September 28, 2023 4:00 pm
September 28, 2023 5:30 pm
Functional Hybird Nanomaterials
Uli Wiesner
Spencer T. Olin Professor of Engineering
Cornell University
This presentation discusses the formation, characterization, and properties of functional nanostructured hybrid materials derived from assembly of polymers and inorganic materials precursors. The emphasis will be on the development of wet chemical methodologies towards controlled nanostructure formation resulting in specific functions. In part, experiments will be compared to theoretical predictions to provide physical insights into formation principles and specific properties. The aim of the described work is to understand the underlying fundamental chemical, thermodynamic and kinetic formation principles as well as nanostructure-property correlations enabling generalization of results over a wide class of nanomaterials systems. The talk will start with the formation, characterization, and properties of a class of ultrasmall fluorescent core-shell silica nanoparticles now referred to as Cornell dots, or simply C dots, for applications in oncology. Discussion will then move to block copolymer self-assembly directed nanomaterials and porous solids. Work will cover structure formation at or close to the thermodynamic equilibrium as well as approaches where systems are systematically driven away from equilibrium.

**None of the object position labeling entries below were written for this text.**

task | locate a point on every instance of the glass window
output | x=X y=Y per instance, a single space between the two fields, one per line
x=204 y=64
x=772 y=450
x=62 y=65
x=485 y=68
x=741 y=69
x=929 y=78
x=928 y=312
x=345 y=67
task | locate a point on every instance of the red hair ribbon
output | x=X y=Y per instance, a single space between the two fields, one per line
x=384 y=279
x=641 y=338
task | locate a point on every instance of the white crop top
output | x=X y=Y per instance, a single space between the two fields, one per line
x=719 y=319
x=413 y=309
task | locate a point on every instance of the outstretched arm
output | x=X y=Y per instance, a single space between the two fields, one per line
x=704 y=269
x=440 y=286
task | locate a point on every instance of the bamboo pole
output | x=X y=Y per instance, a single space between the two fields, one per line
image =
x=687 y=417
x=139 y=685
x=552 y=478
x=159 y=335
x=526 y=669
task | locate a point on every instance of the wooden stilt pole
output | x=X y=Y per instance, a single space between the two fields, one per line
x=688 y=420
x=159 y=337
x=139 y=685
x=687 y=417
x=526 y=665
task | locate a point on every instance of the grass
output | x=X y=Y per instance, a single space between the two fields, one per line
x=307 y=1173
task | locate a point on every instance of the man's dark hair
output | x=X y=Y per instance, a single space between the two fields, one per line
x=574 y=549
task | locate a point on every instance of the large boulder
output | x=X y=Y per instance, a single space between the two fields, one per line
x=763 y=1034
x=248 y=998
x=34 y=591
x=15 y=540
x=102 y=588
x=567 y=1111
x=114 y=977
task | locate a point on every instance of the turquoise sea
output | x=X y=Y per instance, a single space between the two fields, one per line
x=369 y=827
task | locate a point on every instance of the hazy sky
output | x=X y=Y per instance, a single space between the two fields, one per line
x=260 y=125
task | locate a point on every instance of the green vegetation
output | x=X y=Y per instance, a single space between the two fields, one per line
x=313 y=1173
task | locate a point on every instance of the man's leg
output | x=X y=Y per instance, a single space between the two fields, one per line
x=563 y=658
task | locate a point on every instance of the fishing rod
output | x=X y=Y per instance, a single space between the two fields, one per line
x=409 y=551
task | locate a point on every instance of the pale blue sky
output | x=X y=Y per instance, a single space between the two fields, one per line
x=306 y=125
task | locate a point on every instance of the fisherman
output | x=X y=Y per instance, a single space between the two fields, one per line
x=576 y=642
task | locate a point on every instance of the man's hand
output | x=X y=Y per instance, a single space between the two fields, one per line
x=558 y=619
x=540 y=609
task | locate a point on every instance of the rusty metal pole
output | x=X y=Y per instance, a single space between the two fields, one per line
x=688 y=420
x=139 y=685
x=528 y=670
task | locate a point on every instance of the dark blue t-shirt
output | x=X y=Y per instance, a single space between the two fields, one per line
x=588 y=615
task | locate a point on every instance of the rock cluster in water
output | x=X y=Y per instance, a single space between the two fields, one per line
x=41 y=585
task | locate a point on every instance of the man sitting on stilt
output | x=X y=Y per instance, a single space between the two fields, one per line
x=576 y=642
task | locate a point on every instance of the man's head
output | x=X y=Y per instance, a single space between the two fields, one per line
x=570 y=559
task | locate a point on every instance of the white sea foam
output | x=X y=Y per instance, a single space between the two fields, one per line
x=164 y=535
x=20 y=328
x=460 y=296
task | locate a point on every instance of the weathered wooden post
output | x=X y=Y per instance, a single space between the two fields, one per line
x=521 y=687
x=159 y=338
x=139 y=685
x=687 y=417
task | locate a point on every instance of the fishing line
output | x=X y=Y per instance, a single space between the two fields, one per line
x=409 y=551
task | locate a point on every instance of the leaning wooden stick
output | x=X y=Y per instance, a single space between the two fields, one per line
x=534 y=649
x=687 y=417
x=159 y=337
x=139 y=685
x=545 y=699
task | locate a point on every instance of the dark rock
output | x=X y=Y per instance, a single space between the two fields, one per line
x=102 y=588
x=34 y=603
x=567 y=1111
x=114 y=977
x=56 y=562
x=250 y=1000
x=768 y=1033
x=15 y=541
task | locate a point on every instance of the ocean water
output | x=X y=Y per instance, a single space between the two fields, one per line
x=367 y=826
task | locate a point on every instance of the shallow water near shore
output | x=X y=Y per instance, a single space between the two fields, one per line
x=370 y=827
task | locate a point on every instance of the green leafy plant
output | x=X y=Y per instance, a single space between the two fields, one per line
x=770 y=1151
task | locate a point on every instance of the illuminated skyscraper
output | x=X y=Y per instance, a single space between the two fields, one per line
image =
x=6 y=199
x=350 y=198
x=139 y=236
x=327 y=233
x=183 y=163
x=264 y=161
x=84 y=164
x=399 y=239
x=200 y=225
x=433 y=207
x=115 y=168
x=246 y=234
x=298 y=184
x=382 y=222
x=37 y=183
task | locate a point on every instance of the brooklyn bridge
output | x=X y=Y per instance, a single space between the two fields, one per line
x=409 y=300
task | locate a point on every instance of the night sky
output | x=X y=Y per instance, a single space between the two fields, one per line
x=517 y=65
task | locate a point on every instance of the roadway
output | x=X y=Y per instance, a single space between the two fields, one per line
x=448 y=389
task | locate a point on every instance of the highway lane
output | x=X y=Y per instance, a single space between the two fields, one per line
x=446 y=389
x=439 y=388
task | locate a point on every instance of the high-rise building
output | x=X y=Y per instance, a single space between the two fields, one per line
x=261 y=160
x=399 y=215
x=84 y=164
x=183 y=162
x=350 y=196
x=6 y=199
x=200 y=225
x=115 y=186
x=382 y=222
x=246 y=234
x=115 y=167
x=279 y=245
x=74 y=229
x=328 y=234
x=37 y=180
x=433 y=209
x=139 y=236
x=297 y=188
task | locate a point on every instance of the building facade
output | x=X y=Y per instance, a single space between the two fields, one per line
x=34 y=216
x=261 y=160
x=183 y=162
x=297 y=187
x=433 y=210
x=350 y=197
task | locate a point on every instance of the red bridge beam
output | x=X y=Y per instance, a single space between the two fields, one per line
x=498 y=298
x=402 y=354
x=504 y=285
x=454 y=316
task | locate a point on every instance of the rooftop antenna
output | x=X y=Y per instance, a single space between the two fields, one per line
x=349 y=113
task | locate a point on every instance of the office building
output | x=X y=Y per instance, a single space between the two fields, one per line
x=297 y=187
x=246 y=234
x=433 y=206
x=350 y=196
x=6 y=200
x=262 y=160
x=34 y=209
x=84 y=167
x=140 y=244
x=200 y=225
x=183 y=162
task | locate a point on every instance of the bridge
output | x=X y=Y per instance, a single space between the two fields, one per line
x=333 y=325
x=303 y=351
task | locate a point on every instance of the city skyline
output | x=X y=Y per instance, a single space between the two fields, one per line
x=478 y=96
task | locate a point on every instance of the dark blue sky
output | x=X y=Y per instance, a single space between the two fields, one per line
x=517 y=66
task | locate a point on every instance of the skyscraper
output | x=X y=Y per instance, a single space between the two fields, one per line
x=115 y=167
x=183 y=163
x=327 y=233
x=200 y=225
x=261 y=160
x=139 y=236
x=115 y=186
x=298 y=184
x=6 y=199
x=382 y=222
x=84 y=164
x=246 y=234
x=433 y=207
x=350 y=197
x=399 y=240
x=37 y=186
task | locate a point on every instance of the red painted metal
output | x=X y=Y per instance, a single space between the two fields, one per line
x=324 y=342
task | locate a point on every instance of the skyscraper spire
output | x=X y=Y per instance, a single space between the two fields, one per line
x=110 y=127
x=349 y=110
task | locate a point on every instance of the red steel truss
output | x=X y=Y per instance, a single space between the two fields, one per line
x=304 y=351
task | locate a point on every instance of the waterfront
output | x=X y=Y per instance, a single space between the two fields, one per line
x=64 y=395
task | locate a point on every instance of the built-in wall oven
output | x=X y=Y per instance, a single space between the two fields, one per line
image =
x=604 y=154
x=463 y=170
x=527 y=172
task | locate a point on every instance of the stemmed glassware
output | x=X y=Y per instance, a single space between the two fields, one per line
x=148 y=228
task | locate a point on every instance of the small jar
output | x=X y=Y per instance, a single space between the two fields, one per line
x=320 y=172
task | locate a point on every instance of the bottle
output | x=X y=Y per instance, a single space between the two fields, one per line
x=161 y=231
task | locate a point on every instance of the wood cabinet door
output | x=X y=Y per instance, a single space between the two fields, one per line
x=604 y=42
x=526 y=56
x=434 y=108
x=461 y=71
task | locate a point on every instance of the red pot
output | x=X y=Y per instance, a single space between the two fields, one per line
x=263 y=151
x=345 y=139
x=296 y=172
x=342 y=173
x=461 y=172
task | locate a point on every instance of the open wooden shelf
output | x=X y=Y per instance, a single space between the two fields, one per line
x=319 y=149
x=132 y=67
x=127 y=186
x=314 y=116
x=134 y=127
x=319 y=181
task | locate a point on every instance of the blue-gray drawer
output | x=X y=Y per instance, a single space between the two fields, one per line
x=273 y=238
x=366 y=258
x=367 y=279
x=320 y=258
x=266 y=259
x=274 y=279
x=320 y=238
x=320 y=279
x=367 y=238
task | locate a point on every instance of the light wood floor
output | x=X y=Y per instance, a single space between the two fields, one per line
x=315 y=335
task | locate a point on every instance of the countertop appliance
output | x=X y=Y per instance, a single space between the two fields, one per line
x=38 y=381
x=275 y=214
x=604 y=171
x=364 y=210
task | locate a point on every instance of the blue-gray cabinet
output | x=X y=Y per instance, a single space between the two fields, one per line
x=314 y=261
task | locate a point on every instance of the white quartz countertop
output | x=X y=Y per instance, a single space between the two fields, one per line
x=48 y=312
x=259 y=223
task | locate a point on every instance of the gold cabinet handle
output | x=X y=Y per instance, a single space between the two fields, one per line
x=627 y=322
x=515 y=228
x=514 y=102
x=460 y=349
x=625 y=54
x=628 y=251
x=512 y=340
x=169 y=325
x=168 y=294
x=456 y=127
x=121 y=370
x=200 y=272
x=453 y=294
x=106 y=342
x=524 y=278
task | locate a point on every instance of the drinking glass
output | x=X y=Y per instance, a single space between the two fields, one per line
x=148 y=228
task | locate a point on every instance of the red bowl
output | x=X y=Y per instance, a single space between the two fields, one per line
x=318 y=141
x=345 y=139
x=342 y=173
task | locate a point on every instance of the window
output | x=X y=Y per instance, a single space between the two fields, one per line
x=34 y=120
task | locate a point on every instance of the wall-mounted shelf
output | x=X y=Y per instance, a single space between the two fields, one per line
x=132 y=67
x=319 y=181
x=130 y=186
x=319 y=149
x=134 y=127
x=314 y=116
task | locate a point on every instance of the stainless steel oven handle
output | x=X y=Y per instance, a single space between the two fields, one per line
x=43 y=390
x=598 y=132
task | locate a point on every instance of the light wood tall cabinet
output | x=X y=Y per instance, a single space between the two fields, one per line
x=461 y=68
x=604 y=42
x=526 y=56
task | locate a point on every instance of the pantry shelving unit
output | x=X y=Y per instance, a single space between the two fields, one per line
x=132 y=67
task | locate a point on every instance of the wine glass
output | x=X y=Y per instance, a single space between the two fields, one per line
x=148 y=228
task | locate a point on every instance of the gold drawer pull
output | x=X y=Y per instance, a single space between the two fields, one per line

Examples will include block copolymer self-assembly directed gyroidal mesoporous carbons for the realization of three-dimensional (3D) battery architectures, shape control of hierarchical porous all-organic thin films via transient laser heating and their conversion into 3D periodic mesoporous semiconductors, as well as block copolymer self-assembly directed quantum metamaterials, e.g., in the form of gyroidal mesoporous superconductors.